Black holes are known for their voracious appetites, binging on matter with such ferocity that not even light can escape once it's swallowed up.

How to escape a black hole: Simulations provide new clues about powerful plasma jets
This visualization of a general-relativistic collisionless plasma simulation shows the density of positrons near the event
horizon of a rotating black hole. Plasma instabilities produce island-like structures in the region of intense
 electric current [Credit: Kyle Parfrey et al./Berkeley Lab]
Less understood, though, is how black holes purge energy locked up in their rotation, jetting near-light-speed plasmas into space to opposite sides in one of the most powerful displays in the universe.

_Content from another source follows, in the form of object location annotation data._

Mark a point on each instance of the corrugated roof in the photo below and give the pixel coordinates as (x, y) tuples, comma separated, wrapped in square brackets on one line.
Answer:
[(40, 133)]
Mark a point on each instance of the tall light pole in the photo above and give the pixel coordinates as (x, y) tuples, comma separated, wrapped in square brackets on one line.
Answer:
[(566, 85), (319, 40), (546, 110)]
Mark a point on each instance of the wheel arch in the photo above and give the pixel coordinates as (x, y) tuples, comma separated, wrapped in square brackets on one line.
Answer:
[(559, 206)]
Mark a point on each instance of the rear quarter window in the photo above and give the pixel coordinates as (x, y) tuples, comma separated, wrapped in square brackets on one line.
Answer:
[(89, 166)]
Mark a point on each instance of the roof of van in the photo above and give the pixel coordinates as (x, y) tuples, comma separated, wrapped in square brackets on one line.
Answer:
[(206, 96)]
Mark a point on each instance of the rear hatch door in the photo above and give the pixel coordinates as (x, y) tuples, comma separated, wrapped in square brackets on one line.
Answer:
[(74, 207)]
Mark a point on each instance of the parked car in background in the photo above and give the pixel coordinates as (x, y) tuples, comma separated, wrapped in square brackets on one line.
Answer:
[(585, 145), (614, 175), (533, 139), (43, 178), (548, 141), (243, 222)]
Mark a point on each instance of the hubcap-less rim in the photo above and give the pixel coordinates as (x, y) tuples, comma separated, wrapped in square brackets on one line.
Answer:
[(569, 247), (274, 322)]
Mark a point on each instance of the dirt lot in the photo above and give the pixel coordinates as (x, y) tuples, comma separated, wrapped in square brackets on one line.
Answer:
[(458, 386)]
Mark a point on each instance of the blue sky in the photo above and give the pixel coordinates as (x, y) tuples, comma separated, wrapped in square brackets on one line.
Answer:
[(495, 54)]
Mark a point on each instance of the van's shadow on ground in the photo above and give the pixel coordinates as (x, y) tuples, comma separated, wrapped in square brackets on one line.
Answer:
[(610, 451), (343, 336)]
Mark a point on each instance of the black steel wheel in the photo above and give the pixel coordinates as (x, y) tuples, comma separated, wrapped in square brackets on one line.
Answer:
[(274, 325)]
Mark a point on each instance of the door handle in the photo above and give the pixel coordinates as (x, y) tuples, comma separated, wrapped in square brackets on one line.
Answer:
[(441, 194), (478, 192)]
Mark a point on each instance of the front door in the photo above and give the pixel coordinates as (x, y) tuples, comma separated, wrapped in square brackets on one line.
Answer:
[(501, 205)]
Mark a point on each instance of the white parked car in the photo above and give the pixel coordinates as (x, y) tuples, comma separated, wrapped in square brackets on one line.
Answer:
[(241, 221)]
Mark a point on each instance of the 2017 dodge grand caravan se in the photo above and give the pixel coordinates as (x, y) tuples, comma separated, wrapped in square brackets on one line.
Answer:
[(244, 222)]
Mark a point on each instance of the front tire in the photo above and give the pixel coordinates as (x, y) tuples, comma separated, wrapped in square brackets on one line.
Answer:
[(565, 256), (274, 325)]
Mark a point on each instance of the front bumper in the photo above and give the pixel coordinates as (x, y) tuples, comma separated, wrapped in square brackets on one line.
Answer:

These jets can extend outward for millions of light years.

New simulations led by researchers working at the Department of Energy's Lawrence Berkeley National Laboratory (Berkeley Lab) and UC Berkeley have combined decades-old theories to provide new insight about the driving mechanisms in the plasma jets that allows them to steal energy from black holes' powerful gravitational fields and propel it far from their gaping mouths.

The simulations could provide a useful comparison for high-resolution observations from the Event Horizon Telescope, an array that is designed to provide the first direct images of the regions where the plasma jets form.


The telescope will enable new views of the black hole at the center of our own Milky Way galaxy, as well as detailed views of other supermassive black holes.

"How can the energy in a black hole's rotation be extracted to make jets?" said Kyle Parfrey, who led the work on the simulations while he was an Einstein Postdoctoral Fellow affiliated with the Nuclear Science Division at Berkeley Lab. "This has been a question for a long time."

Now a senior fellow at NASA Goddard Space Flight Center in Maryland, Parfrey is the lead author of a study, published in Physical Review Letters, that details the simulations research.

The simulations, for the first time, unite a theory that explains how electric currents around a black hole twist magnetic fields into forming jets, with a separate theory explaining how particles crossing through a black hole's point of no return -- the event horizon -- can appear to a distant observer to carry in negative energy and lower the black hole's overall rotational energy.